Un día de prueba. Una formación final. Entonces vete. Primero levanta el teléfono y habla con el entrenador del Hansa, Daniel Brinkmann. “Hablamos por teléfono y luego dije: estoy haciendo el entrenamiento final, estoy haciendo las pruebas. Y me sentí bien, con el parche y algunos analgésicos, que definitivamente son parte”.
Florian Carstens tuvo que ser retirado del campo en la Copa del Estado en Nuevo Brandeburgo
Himno de alabanza de Brinkmann
Su mensaje claro: “Si me alineas, jugaré”.
A Brinkmann también le sorprende la rapidez del regreso. “Para mí también fue una sorpresa”.
Él cumple en el campo Carstens inmediatamente. Brinkmann se muestra entusiasmado: “Hoy demostró de manera impresionante lo importante que es para nosotros.
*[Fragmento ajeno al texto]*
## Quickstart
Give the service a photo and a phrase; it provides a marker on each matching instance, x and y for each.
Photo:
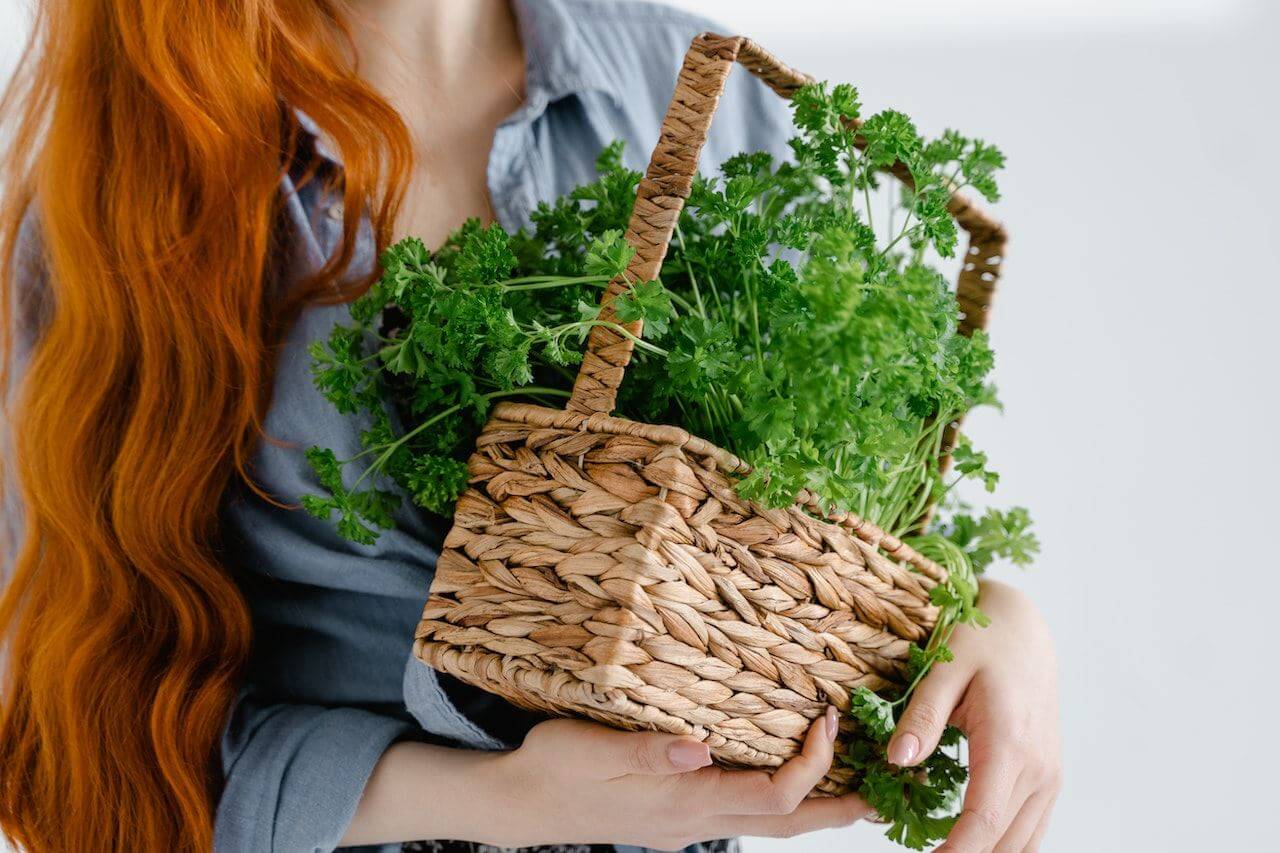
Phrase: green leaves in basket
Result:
(918, 803)
(799, 322)
(794, 323)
No creo que ningún jugador en el campo haya lanzado tantos balones a zonas peligrosas como lo hizo Flo hoy. También estuvo absolutamente estable en defensa, limpió muy bien algunas situaciones”.
“El pie no está curado al final de la temporada”
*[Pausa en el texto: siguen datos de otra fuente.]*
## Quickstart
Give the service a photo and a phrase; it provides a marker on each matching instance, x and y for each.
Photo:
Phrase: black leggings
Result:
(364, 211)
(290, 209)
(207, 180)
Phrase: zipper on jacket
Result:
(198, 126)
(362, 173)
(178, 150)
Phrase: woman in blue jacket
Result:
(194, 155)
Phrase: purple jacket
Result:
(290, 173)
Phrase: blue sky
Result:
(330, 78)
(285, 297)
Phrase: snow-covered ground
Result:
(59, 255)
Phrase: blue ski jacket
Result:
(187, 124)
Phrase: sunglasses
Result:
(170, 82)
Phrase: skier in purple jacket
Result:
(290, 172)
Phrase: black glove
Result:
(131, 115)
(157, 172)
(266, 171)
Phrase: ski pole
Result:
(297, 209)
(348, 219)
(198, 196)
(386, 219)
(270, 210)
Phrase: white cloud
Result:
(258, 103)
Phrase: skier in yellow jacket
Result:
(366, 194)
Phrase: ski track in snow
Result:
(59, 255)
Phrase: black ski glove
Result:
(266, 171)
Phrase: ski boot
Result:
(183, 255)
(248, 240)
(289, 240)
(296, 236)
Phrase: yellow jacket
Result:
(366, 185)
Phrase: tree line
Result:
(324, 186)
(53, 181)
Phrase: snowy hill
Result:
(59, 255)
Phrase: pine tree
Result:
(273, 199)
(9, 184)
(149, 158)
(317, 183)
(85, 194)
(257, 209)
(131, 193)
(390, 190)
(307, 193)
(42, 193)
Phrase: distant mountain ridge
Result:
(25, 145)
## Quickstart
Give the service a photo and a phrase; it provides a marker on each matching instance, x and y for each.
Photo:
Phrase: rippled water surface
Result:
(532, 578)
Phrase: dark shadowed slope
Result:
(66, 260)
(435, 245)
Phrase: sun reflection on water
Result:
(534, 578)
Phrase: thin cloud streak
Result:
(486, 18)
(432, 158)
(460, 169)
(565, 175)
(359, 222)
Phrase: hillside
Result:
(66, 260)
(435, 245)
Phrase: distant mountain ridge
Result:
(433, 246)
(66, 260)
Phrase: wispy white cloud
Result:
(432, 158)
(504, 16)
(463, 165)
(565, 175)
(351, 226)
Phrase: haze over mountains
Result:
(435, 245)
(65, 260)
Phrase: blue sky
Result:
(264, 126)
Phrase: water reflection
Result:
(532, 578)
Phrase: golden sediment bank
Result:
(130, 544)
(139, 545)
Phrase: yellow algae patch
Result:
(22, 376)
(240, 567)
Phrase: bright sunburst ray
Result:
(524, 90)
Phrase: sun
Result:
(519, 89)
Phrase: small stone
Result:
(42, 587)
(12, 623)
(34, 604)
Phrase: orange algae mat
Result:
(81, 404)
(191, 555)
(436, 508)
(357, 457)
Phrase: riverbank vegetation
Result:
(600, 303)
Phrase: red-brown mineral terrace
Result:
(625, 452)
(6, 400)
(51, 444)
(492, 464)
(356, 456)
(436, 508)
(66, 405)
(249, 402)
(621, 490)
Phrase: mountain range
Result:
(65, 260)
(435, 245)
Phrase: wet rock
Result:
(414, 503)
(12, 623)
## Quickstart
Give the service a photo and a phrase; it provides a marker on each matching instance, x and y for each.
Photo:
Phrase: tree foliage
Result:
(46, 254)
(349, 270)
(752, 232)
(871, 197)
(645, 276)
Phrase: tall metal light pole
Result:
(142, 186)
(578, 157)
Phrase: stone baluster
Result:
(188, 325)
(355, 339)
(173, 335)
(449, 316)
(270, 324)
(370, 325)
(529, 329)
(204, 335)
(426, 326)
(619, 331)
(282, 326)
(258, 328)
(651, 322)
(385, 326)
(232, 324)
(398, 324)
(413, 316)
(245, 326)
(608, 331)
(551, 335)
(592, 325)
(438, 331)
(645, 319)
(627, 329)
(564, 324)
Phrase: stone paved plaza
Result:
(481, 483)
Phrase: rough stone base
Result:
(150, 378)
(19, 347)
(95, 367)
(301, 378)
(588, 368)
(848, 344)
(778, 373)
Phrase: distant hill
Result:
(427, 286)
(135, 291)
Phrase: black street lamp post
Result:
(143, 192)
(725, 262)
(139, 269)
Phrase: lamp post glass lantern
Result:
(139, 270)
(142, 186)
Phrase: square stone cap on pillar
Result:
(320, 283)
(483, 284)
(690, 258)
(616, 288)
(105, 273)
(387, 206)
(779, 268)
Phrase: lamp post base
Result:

La actuación es convincente. El riesgo persiste. Carstens lo sabe. “Creo que el pie no estará completamente curado al final de la temporada, por lo que siempre existe un cierto riesgo. Me sentí bien y al final decidiré si puedo o no. Entonces el entrenador me dio tranquilidad. Por supuesto, también estoy feliz de haberme ganado la confianza”.
Para él, mirar era casi peor que el dolor. “Ya volvía loca a mi novia. Siempre me decía que por fin me sentara. Incluso los perros quieren dormir. También me miraban como estúpidos. No puedo hacerlo. Después de los juegos estaba exhausto, como si hubieran jugado juntos”.